AUTHORS' CONCLUSIONS: Our evidence assessment of plasma interleukin-6 concentrations for the diagnosis of sepsis in critically ill adults reveals several limitations. High heterogeneity of collected evidence regarding the main diagnosis, setting, country, positivity threshold, sepsis criteria, year of publication, and the origin of infection, among other factors, along with the potential number of misclassifications, remain significant constraints for its implementation. The 20 conference proceedings assessed as studies awaiting classification may alter the conclusions of the review once they are fully published and evaluated. Further studies about the accuracy of interleukin-6 for the diagnosis of sepsis in adults that apply rigorous methodology for conducting diagnostic test accuracy studies are needed. The conclusions of the review will likely change once the 20 studies pending publication are fully published and included.
随着脓毒症背后临床和科学知识的发展,其定义也在不断演变。多年来,脓毒症被定义为在有记录或疑似感染的情况下出现的全身炎症反应综合征(SIRS)。目前,脓毒症被定义为由宿主对感染的反应失调导致的危及生命的器官功能障碍。尽管脓毒症是重症患者死亡的主要原因之一,且世界卫生组织(WHO)将其视为医疗保健的优先事项,但它仍缺乏准确的诊断测试。确定血浆中白细胞介素 - 6(IL - 6)浓度的准确性,该指标被提议作为脓毒症诊断的新生物标志物,可能有助于为重症患者提供充分及时的管理,从而降低与此病症相关的发病率和死亡率。
确定血浆白细胞介素 - 6(IL - 6)浓度对成年重症患者细菌性脓毒症诊断的准确性。
我们于2019年1月25日检索了CENTRAL、MEDLINE、Embase、LILACS和Web of Science。我们筛选了纳入研究中的参考文献以识别其他研究。我们对电子检索未设置任何语言限制。
我们纳入了诊断准确性研究,这些研究纳入了18岁及以上在住院期间疑似脓毒症的成年重症患者,其中通过血清学测量评估IL - 6浓度。
两位综述作者独立筛选参考文献以识别相关研究并提取数据。
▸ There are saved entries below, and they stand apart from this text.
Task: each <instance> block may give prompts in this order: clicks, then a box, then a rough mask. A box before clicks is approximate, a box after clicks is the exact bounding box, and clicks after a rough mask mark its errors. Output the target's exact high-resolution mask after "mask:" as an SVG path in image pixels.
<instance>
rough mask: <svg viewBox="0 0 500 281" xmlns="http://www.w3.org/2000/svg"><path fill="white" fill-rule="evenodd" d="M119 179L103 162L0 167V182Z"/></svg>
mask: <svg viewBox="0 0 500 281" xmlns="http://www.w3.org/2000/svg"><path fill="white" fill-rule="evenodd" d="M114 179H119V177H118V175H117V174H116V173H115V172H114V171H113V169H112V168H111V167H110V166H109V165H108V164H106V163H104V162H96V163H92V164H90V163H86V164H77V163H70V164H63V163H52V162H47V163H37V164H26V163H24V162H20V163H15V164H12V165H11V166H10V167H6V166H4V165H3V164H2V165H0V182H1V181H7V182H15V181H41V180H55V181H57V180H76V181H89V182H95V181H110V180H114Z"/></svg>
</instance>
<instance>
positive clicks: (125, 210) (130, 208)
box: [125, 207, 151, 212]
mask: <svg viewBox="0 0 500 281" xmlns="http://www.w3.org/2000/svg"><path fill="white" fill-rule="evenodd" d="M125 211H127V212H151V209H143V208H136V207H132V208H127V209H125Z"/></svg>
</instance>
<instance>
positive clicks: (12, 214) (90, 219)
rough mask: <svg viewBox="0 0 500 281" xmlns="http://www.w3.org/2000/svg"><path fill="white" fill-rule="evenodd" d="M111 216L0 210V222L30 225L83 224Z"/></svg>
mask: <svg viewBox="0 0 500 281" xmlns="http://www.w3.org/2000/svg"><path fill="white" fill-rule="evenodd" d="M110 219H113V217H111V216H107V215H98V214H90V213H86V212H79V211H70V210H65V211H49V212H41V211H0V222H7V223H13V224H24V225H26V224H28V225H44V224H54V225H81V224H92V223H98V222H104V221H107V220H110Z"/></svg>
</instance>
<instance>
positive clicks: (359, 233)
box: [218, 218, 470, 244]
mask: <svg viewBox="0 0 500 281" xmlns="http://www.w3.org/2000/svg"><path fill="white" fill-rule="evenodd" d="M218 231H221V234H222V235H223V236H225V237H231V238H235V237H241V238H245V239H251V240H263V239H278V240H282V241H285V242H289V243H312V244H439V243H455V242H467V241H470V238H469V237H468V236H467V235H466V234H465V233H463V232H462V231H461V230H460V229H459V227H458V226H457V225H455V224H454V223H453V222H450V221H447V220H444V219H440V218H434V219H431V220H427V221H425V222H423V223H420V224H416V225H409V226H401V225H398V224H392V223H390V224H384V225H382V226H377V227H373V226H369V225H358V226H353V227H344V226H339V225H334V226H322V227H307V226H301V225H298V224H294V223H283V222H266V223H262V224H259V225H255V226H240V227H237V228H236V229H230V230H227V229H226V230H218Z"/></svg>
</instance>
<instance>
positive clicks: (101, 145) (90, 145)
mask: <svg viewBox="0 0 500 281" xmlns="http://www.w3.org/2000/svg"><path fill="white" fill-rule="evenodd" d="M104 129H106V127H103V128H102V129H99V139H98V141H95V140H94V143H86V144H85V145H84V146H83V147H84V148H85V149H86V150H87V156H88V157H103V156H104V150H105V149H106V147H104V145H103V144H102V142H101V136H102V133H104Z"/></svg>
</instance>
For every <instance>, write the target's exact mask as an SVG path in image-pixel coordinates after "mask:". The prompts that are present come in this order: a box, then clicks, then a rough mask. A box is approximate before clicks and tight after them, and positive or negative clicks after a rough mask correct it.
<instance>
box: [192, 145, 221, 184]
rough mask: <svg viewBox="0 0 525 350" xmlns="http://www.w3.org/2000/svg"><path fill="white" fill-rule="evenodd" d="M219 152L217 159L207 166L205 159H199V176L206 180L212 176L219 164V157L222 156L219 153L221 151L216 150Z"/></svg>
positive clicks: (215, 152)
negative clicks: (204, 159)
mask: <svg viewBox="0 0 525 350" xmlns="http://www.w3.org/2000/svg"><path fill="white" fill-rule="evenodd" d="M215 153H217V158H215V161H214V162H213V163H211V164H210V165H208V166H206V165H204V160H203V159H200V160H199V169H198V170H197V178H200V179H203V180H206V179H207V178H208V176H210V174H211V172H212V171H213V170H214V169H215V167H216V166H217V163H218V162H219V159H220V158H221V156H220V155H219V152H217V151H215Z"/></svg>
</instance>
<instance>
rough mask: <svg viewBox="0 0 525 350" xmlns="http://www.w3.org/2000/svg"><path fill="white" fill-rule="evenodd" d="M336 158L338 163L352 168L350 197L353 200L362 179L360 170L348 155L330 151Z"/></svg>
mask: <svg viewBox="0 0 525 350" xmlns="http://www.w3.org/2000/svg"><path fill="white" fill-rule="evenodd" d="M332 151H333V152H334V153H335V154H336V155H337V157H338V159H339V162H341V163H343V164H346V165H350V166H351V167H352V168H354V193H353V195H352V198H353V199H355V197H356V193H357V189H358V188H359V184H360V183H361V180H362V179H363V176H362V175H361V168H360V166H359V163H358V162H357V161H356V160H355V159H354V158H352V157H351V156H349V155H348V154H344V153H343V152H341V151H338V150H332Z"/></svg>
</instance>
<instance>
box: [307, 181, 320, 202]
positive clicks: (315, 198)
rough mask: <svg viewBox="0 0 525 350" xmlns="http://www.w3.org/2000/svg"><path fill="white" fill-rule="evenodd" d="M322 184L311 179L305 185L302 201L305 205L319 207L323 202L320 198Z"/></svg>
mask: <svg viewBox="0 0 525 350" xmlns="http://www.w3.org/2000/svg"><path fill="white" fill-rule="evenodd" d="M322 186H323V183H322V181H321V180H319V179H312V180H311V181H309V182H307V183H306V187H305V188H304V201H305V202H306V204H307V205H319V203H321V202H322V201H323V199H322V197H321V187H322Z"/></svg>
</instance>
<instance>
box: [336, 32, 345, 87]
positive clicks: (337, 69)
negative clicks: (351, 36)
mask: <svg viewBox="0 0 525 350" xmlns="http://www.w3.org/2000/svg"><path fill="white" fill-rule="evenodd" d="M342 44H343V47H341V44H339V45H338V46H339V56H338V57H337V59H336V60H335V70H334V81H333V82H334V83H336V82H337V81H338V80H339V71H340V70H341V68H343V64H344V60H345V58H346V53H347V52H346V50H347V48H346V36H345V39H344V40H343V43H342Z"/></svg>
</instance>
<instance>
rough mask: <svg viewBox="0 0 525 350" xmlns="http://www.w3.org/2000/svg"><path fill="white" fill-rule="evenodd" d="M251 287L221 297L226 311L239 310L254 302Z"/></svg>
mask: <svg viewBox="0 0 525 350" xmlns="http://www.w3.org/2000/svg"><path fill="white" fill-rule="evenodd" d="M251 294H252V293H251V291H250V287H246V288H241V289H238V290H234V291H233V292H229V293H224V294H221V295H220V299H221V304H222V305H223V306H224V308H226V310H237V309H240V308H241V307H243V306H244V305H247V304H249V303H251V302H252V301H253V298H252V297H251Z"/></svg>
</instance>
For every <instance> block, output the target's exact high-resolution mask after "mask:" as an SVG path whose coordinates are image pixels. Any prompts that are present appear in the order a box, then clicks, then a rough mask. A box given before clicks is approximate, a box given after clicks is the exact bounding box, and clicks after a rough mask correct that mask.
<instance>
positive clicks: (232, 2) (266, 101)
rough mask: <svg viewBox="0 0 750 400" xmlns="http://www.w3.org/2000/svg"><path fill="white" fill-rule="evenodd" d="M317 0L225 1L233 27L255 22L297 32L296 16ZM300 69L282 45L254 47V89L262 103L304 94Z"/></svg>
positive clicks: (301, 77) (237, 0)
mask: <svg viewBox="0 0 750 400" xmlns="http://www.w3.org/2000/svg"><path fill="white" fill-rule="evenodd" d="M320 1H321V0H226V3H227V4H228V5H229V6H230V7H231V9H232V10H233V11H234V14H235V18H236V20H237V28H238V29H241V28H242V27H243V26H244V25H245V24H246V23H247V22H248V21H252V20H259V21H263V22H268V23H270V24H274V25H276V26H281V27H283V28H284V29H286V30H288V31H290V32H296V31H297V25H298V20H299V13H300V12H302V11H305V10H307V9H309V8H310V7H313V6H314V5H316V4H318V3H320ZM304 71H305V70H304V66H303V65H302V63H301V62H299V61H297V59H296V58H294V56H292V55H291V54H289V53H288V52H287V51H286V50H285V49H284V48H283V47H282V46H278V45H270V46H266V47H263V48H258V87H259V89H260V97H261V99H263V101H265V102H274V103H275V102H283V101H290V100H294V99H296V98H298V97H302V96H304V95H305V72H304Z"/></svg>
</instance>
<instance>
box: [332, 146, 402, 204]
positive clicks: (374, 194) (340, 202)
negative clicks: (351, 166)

我们使用诊断准确性研究质量评估(QUADAS - 2)工具评估研究的方法学质量。我们通过拟合分层汇总ROC(HSROC)非线性混合模型估计汇总接受者操作特征(SROC)曲线。我们使用HSROC模型参数探索异质性来源。我们在SAS统计软件包和R软件中进行所有分析。
我们纳入了23项研究(n = 4192),评估IL - 6对成年重症患者脓毒症诊断的准确性。仅作为会议论文提供的20项研究正在等待分类。纳入的参与者在年龄、性别、主要诊断、环境、国家、阳性阈值、脓毒症标准、发表年份和感染源等因素的分布上存在异质性。脓毒症的患病率在各研究中差异很大,范围从12%到78%。由于与QUADAS - 2中的索引测试领域相关的问题,我们认为所有研究都存在高度偏倚风险。SROC曲线显示个体研究准确性估计值存在很大离散度(21项研究,3650名成年患者),因此收集数据中的相当大异质性使我们无法计算正式的准确性估计值。使用脓毒症固定患病率50%和固定特异性74%,我们发现敏感性为66%(95%置信区间60至72)。如果我们用IL - 6对1000名疑似脓毒症的成年患者队列进行检测,我们会发现330名患者将接受适当及时的抗生素治疗,而130名患者会被错误地认为患有脓毒症。此外,1000名患者中有370名将避免不必要的抗生素治疗,170名患者脓毒症将未被诊断出来。由于上述局限性,这种数值方法应谨慎解释。
我们对成年重症患者脓毒症诊断中血浆白细胞介素 - 6浓度的证据评估揭示了几个局限性。关于主要诊断、环境、国家、阳性阈值、脓毒症标准、发表年份和感染源等因素,收集的证据存在高度异质性,以及潜在的错误分类数量,仍然是其实施的重大限制。被评估为等待分类研究的20篇会议论文一旦完全发表并评估,可能会改变综述的结论。需要进一步开展关于白细胞介素 - 6对成年脓毒症诊断准确性的研究,这些研究应采用严格的方法进行诊断测试准确性研究。一旦等待发表的20项研究完全发表并纳入,综述的结论可能会改变。